So it is with great joy that I announce that there is at least one super hero who is having fun. Dead Pool. I’d never heard of him before this movie (remember, not a comic book guy). I heard some good word of mouth from friends so I was hopeful. But other than the fact that it wasn’t for kids I didn’t know exactly what to expect. Being hopelessly old, I rented the DVD from what used to be called Netflix and last night I watched it.
I’ll say from the very opening scene (which includes some very amusing credits) right up to the final credits it entertains the hell out of you. It’s funny, obscene, funny, violent, funny, clever and just plain funny. All the major characters and even some pretty minor ones are excellent. The action scenes are well done and exciting. The dialog is outstanding. The plot is pretty much the usual meaningless super-hero origin story but Dead Pool hasn’t decided that his suffering will elevate him to a noble avenger. He’s just a really pissed off jerk bent on revenge. It’s perfect.
His attitude toward everyone (good, bad or just bystander) is the same, “I’m gonna do some really dangerous stuff to kill a lot of people I really don’t like. Sorry I didn’t warn everyone else but I really don’t care because I’m basically a selfish jerk.” It’s wonderful.

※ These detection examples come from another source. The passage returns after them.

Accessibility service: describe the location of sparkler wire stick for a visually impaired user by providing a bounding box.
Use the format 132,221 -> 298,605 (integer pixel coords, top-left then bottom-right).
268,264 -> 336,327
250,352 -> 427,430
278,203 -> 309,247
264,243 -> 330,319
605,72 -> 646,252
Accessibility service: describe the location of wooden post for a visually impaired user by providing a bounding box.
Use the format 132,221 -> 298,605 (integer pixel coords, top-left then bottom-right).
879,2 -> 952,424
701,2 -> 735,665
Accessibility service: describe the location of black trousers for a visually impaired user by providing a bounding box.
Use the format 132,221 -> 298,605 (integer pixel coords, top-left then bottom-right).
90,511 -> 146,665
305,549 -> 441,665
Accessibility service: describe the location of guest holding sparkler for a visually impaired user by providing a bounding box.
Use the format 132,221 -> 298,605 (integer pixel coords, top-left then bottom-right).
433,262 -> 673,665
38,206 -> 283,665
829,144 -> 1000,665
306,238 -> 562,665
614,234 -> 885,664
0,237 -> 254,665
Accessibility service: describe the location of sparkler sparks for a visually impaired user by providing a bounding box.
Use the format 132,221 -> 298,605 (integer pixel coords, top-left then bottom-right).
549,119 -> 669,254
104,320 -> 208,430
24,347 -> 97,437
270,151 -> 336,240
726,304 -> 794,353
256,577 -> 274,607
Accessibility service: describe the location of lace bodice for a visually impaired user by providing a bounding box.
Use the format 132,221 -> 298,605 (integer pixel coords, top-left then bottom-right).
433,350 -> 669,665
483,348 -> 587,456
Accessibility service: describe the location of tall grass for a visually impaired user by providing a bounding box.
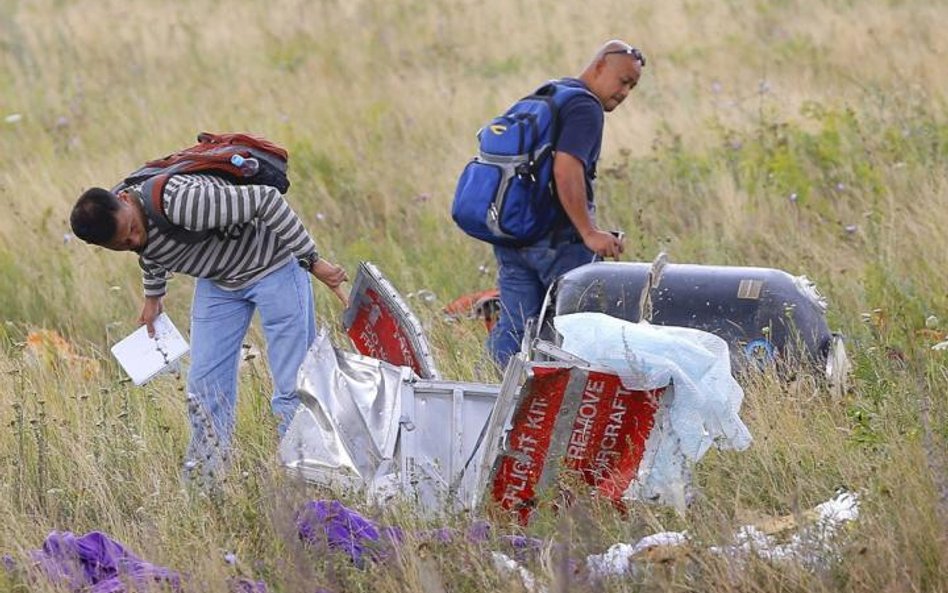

One of the best features of the character is his constant mockery of movie conventions. At a certain point Dead Pool (played hilariously by Ryan Reynolds) recruits two X-Men characters to help him save his girl (portrayed by the still incredibly hot Firefly alumna, Morena Baccarin). But he does it with as little grace and gratitude as humanly possible. One of the X-Men characters is named ( I kid you not) Negasonic Teen Warhead and is a rather short girl with a slightly stubbly shaved head. Sort of the epitome of the surly teen girl super hero. He mocks her incessantly sometimes pretending she’s Sinead O’Connor. Then he taunts her thus, “Look! I’m a teenage girl! I’d rather be anywhere than here! I’m all about long, sullen silences, followed by mean comments, followed by more silences. So what’s it gonna be? Long, sullen silence or mean comment? Go on.” This may be the most refreshing thing I’ve seen in a sci-fi movie in twenty years.
All in all a first rate comic book movie presentation. Long live Dead Pool. I just wonder if a sequel is possible.